In Wandsworth we still have an uneasy truce in which the PFRA have, graciously, agreed not to chug in the Tooting Broadway area, but insist they are entitled to go chugging when and where they want. And while the council still has no power to licence or regulate the practice pedestrians in the rest of our town centres still have to risk walking the gauntlet of chuggers when they go shopping.

5 thoughts on “Chugging chuggers

  1. I completely agree with you James and I saw that Newsnight article myself and wasn’t at all surprised. The defense of it from PFRA and the BHF was comical with the BHF avoiding the questions and coming out with positive spin and Mick Aldridge saying ‘its only one way to look at it’ when challenged with the question of the first 18 months gets swallowed up in middleman costs.

    Lets face it, the PFRA are a trade association with ‘regulator’ clothes on and will only look after their members, namely everyone involved in chugging.

    My question is:

    Why are councils across the country, including Wandsworth, doing a deal (SMA) with an unelected body (PFRA) which is basically a trade association whose main purpose is to influence public policy? Is this not undemocratic?

    • Wandsworth does not have a site management agreement (SMA) in place. We have an uneasy moratorium with them in one venue (Tooting Broadway) but no SMAs anywhere else – part of the reason is that we believe we have the right to say that no part of Wandsworth is suitable for chugging, the PFRA believe that they have a right to chug and, therefore, our positions are incompatible.

      I cannot speak with any authority for other councils. For some I think there was a misunderstanding that led them to an SMA. My opinion is that the PFRA were pushing SMAs as inevitable and implying that councils would have a duty to licence chugging – I’m not aware of anyone else who has taken our view that we will have a duty to licence chugging, but not necessarily a duty to issue any licences. Of course, this is all irrelevant because the relevant regulations were never issued by this or the last government.

      In some other cases I know that the chugging problem had become so bad in an area they felt they had to enter an SMA to limit the problem. I think it’s fair to say that of those I have spoken to the reaction is mixed – some say the SMA is respected, others report that they have to actively manage it.

      • Sorry James for incorrectly stating the your local council has arranged a SMA with the PFRA and I congratulate you for standing your ground. I wish other councils had the same backbone. Many people avoid area’s where chuggers operate and therefore have a bad impact on local economies, so why can’t local councils have full control over their local ecomony particularly under the new governenments proposal of a ‘big society’. Shouldn’t it be a priority to protect the local electorate including vulnerable people from such agressive hard selling in the street? I just can’t believe that local authorites think its ok for such pressure selling and obtaining peoples bank details is acceptable in this day and age.

        I find it shocking that councils feel obliged to do a deal with a trade association with vested interests and its clear that there is a definate conlict of interests here. i will be questioning this towards our local MP but expect to get the usual speal of it being important to support charity, but to me thats not the point considering the above.
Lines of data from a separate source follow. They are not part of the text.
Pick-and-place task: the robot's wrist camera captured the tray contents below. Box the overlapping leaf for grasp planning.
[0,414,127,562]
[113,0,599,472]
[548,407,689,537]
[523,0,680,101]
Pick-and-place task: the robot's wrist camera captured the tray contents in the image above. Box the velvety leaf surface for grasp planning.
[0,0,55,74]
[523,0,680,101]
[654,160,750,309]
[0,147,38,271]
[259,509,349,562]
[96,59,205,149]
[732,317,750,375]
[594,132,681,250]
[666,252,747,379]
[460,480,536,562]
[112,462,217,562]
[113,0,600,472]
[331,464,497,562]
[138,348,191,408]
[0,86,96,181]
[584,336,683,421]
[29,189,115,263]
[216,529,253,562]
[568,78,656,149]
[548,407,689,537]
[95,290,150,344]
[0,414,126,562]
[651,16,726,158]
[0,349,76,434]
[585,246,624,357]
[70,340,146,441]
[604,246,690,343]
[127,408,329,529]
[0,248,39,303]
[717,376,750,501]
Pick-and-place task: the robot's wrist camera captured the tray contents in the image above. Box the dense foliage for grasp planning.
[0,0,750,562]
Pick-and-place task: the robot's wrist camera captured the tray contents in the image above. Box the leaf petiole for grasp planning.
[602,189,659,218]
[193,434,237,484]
If it would be just about charity, then fair enough but charity has changed and now there are corporate ‘for profit’ organisations involved so it should be considered differently and a conflict of interests is definately a factor now.

        I think councils felt they had very little option but to agree a SMA with the PFRA but what they should be doing is lobbying for the licence of chugging and to get the 2006 Charities Act section regarding street collections activated. I know some councils are doing this but all councils should be fighting for this. I believe that most people want to see the end of approach in the street with is basically a form of aggressive begging and if there is a domacracy I hope this happens.

      • Furthermore to my previous comments, I know that local charities are suffering because of chuggers and surely it is important to have a level playing field here so that local charities are not disadvantaged? Some support from the government towards local charities would be good also.